The study has received hand-wringing attention from National Review, The Atlantic, and The Washington Post. "I think we need to do better," conservative writer David French wrote in response.

But maybe we don't. Maybe this study is flat-out wrong, and Americans understand each other just fine.

To comprehend why this might be the case, let's take a closer look at how the study says that Democrats misunderstand the views of Republicans:

"Democrats are least accurate in their estimation of Republicans' beliefs about immigration and race," the authors write. "Democrats imagine that only half (52 percent) of Republicans think that properly controlled immigration can be good for America, while the vast majority (85 percent) actually do. Similarly, Democrats estimate that about half of Republicans (51 percent) would admit that racism is still a problem in America, when, in fact, significantly more Republicans actually do (79 percent)."

But the study misses something very important. The friendly churchgoing Republican who lives next door may not hold such extreme views, but that doesn't matter so much, because you know who does hold those extreme views? President Trump.

The president ran for office with an announcement that referred to Mexican immigrants as drug dealers, criminals, and rapists. He employs Stephen Miller as his adviser, and previously employed Stephen Bannon. His most intellectual supporters grouse about "the ceaseless importation of Third World foreigners." He oversees a government that has separated immigrant children from their families, and argues against furnishing refugees with toothpaste and soap. He equivocates on the evil done by racists, and blasts African-American athletes who protest police abuses.

The Republican next door may not have a problem with immigration or race. The Republican in the White House most certainly does. And that matters because GOP senators defer to him. Fox News amplifies him. Talk radio lauds him. And while many Republicans may think the president is deeply flawed — 48 percent, according to the study — Trump remains hugely popular with members of his party. That means your friendly Republican neighbor is probably voting for Trump, which in turn means she's completely willing to empower his excesses on immigration and race.

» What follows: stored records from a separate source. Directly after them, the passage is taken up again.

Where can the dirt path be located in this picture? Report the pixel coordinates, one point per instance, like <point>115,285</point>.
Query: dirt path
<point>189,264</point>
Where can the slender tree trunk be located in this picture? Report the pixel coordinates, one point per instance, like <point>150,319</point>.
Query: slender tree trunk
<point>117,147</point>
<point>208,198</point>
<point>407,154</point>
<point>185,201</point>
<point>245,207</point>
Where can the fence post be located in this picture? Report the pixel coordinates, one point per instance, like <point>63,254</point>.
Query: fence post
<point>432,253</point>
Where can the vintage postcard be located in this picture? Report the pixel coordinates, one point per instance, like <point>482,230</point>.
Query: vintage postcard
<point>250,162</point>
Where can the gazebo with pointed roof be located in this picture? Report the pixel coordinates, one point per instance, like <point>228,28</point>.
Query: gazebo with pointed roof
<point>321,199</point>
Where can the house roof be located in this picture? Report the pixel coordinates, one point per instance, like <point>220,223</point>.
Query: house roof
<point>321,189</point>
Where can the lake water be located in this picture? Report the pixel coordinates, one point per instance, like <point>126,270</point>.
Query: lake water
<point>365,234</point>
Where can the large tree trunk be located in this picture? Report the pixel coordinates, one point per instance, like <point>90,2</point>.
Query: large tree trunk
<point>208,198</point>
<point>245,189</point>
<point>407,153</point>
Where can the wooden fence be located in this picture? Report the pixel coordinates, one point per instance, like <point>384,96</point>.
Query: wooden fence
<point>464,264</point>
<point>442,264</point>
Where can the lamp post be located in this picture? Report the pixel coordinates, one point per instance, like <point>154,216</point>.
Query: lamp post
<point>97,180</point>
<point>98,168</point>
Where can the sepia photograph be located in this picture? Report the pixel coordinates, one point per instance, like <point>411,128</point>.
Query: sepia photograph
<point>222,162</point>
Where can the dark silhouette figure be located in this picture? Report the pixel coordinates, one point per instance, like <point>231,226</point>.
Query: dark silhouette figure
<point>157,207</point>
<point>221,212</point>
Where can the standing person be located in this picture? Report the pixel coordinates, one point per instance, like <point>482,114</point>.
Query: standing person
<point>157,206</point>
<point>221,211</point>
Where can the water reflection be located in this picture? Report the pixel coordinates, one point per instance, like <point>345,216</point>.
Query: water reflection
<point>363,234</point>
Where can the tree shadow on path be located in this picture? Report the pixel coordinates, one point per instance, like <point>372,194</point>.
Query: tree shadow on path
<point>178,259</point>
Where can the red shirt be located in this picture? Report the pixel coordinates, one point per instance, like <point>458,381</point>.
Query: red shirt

It's fine to judge her accordingly.

Admittedly, the study does a poor job of sussing out where facts and opinions overlap. For example, the authors say Republicans believe Democrats hate police, border enforcement, and America itself. Most liberals, of course, would disagree, and the study itself says that 85 percent of Democrats reject the notion that police are "bad people," 71 percent reject open borders, and 82 percent say they're proud to be American.

But from a conservative standpoint, the tendency of left-of-center activists to criticize police abuses, Trump's immigration policies, and even aspects of America's founding probably does look questionable and wrongheaded. This isn't necessarily misunderstanding, but disagreement. Republicans don't see Democrats like Democrats see themselves. Still, Democrats haven't voted a president into office who panders to and confirms the views of the party's most extreme and vitriolic voters. Republicans, on the other hand, have.

Whether or not your neighbor's secret values align fairly closely with your own doesn't really matter. What does matter is action. Rank-and-file Republicans across the country continue to support a president widely recognized for making xenophobia the core of his political message. And it's not unreasonable for Democrats to think Republicans share the views of a president they so ardently support.

The folks behind the More in Common Project are obviously well-intentioned. And they have a point: Americans should seek to accurately understand the views of their political foes — and maybe it wouldn't hurt for all of us to seek out the common ground that apparently does exist. But if Democrats are misunderstanding Republicans' beliefs, it's probably at least in part because they're judging by the real actions and rhetoric of the man in charge. Republicans support Trump and almost all that he does. Democrats might as well believe them.